Текст книги "Честное слово (сборник)"
Автор книги: Леонид Пантелеев
Жанр: Литература 20 века, Классика
Возрастные ограничения: +6
сообщить о неприемлемом содержимом
Текущая страница: 10 (всего у книги 11 страниц)
Он плохо запомнил, что с ним было дальше. Подкатили к нему санитарные сани-носилки. На санях лежал большой овчинный тулуп. Рыжая лайка, которая была у собак за командира и за кучера, бегала и звонко, по-начальнически тявкала, отдавая какие-то приказания. Санки то отъезжали, то приближались, пока не подошли вплотную к раненому. Тогда рыжая распахнула тулуп, вскочила на сани и, вцепившись зубами в капюшон Ваниного маскхалата, стала втягивать раненого на санки. Потом, когда Ванина голова оказалась на тулупе, рыжая подбежала с другой стороны, нырнула под Ванину спину и стала вкатывать его на тулуп, пока и ноги его не очутились на санях. Тогда она ловко и заботливо, как добрая медсестра, прикрыла его тулупом, что-то протявкала, и те собаки, что были за лошадок, натянули постромки и тронули. От толчка тулуп распахнулся – и Ванина рука упала в снег. Рыжая на ходу подбежала, подхватила руку, вскинула её на Ванину грудь, поправила тулуп. Санки помчались, полозья заскрипели, голова у Потапова закружилась, он опять провалился куда-то, потерял память…
А когда очнулся, было светло и тепло. Где-то высоко мигала электрическая лампа в белом колпаке. И всё вокруг тоже было белое – и потолок, и стены, и подушка под Ваниной головой. А рядом на стуле сидел человек в белом халате и в белой докторской шапочке. Он держал Ваню за руку и шевелил губами.
– Ну вот, – сказал он, увидев, что Ваня открыл глаза. – Наконец-то! Очухался, дядя?

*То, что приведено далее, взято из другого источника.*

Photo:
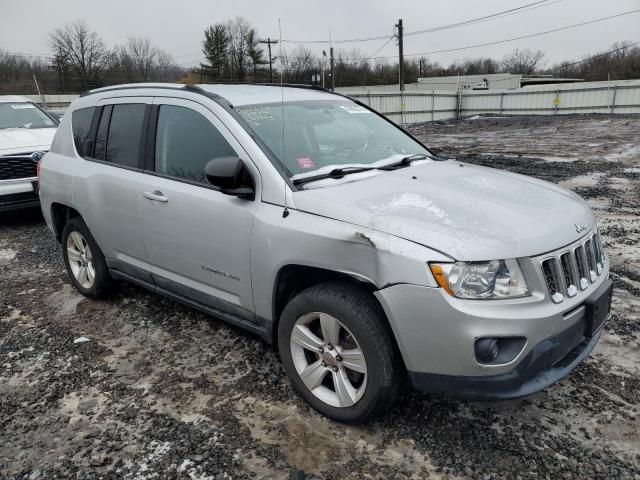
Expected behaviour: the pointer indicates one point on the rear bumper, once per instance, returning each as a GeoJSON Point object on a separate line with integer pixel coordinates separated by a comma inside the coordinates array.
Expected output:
{"type": "Point", "coordinates": [17, 194]}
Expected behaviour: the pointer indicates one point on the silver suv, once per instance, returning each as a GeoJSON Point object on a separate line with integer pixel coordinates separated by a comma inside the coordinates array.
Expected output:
{"type": "Point", "coordinates": [322, 227]}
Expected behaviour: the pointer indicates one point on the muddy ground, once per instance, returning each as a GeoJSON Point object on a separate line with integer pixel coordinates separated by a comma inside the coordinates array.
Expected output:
{"type": "Point", "coordinates": [162, 391]}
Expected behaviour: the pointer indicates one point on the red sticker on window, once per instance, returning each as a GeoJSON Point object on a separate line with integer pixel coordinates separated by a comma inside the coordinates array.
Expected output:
{"type": "Point", "coordinates": [305, 162]}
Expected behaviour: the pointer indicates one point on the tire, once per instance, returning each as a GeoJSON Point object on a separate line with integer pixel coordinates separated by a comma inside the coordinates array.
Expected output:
{"type": "Point", "coordinates": [362, 328]}
{"type": "Point", "coordinates": [80, 250]}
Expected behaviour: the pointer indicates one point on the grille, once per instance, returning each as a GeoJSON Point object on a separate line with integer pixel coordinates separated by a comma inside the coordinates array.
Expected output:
{"type": "Point", "coordinates": [14, 167]}
{"type": "Point", "coordinates": [570, 271]}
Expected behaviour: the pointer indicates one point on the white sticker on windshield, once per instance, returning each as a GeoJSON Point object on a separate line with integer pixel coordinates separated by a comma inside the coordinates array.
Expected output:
{"type": "Point", "coordinates": [255, 115]}
{"type": "Point", "coordinates": [354, 109]}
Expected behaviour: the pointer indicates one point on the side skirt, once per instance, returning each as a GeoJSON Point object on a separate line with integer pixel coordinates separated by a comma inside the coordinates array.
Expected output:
{"type": "Point", "coordinates": [262, 330]}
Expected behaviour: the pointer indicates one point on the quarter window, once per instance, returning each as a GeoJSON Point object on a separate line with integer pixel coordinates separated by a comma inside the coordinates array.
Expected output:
{"type": "Point", "coordinates": [125, 134]}
{"type": "Point", "coordinates": [81, 126]}
{"type": "Point", "coordinates": [185, 142]}
{"type": "Point", "coordinates": [101, 135]}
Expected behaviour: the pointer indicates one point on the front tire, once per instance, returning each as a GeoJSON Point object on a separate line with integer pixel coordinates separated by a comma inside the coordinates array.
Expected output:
{"type": "Point", "coordinates": [84, 260]}
{"type": "Point", "coordinates": [337, 351]}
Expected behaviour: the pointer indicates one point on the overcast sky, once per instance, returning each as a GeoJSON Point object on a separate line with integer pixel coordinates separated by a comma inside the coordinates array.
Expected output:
{"type": "Point", "coordinates": [177, 26]}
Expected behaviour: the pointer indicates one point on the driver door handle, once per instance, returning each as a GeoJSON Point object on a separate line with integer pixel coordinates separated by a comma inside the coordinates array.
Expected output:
{"type": "Point", "coordinates": [156, 195]}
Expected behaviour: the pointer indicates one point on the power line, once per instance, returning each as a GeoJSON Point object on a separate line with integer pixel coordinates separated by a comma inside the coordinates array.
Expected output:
{"type": "Point", "coordinates": [510, 11]}
{"type": "Point", "coordinates": [565, 65]}
{"type": "Point", "coordinates": [486, 18]}
{"type": "Point", "coordinates": [515, 38]}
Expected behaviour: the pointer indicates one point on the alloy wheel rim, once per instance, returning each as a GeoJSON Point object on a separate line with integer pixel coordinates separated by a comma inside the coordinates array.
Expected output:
{"type": "Point", "coordinates": [80, 260]}
{"type": "Point", "coordinates": [328, 359]}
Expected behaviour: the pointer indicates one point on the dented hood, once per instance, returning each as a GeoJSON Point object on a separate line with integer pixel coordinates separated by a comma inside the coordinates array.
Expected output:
{"type": "Point", "coordinates": [465, 211]}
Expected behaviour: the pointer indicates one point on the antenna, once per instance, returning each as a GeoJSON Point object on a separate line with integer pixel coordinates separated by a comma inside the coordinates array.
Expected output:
{"type": "Point", "coordinates": [285, 212]}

Ваня облизал губы, хотел сказать, но не сказал, а прошептал едва слышно:
– Живой?
– Живой, Иван Потапов, живой. Не сомневайся. И даже руку, имей в виду, не будем резать. В самый раз тебя спасли. А пролежи ты ещё полчаса на морозе, и был бы ты у нас однорукий инвалид. А теперь – полный ажур.
Ваня хотел спросить, кто его спас, но почему-то не спросил, постеснялся. Он сразу вспомнил всё, что с ним было в тундре, но теперь ему казалось, что всё это было не на самом деле, а во сне или в бреду.
В тот же день под вечер зашёл его навестить ефрейтор Андронников. И от Андронникова Ваня узнал, что спасла его собака Майка Младшая, специально натренированная на розыск и вынос с поля боя раненых бойцов. Это она принесла Ване санитарную сумку, она же привела упряжку лопарских овчарок и вывезла Ваню в расположение наших войск.
– Мы же тебя, тёпа этакий, три с половиной часа искали, – рассказывал Андронников. – Главная беда – след запорошило. Тут хоть с фонарём ищи – не найдёшь. Если б не Майка – каюк тебе.
– А вы кричали? – спросил Ваня.
– Кричали.
– Я слышал.
– Что ты слышал?
– Слышал, как вы кричали.
– Так чего ж ты, мочалка этакая, молчал, если слышал?
– Боялся, что это не вы, а фрицы ходят.
Ефрейтор подумал, похмурился и сказал:
– Правильно действовал.
От Андронникова же Ваня узнал, что его, как и остальных разведчиков, командование за поимку «языка» представило к награде. Ваню это, конечно, порадовало, но думать об этом долго он сейчас не мог. Помолчав, он спросил, можно ли ему будет навестить собаку Майку.
– А что ж… Почему? Валяй. На выписку пойдёшь – и заходи. Они тут же, кажись, при медсанбате находятся, эти собачки. Что – спасибо ей сказать хочешь? – усмехнулся Андронников.
– Да, хочу, – сказал Ваня и покраснел, как маленький.
В госпитале ему пришлось пролежать ещё двенадцать дней. Всё это время он думал о Майке. И думал о том, как он с нею встретится.
От каждого завтрака и ужина Ваня откладывал и прятал в коробку из-под табака кусочки сахара, печенья и шоколад. С этой картонкой, перевязанной обрывком бинта, он и отправился, сразу же после выписки, навещать Майку Младшую.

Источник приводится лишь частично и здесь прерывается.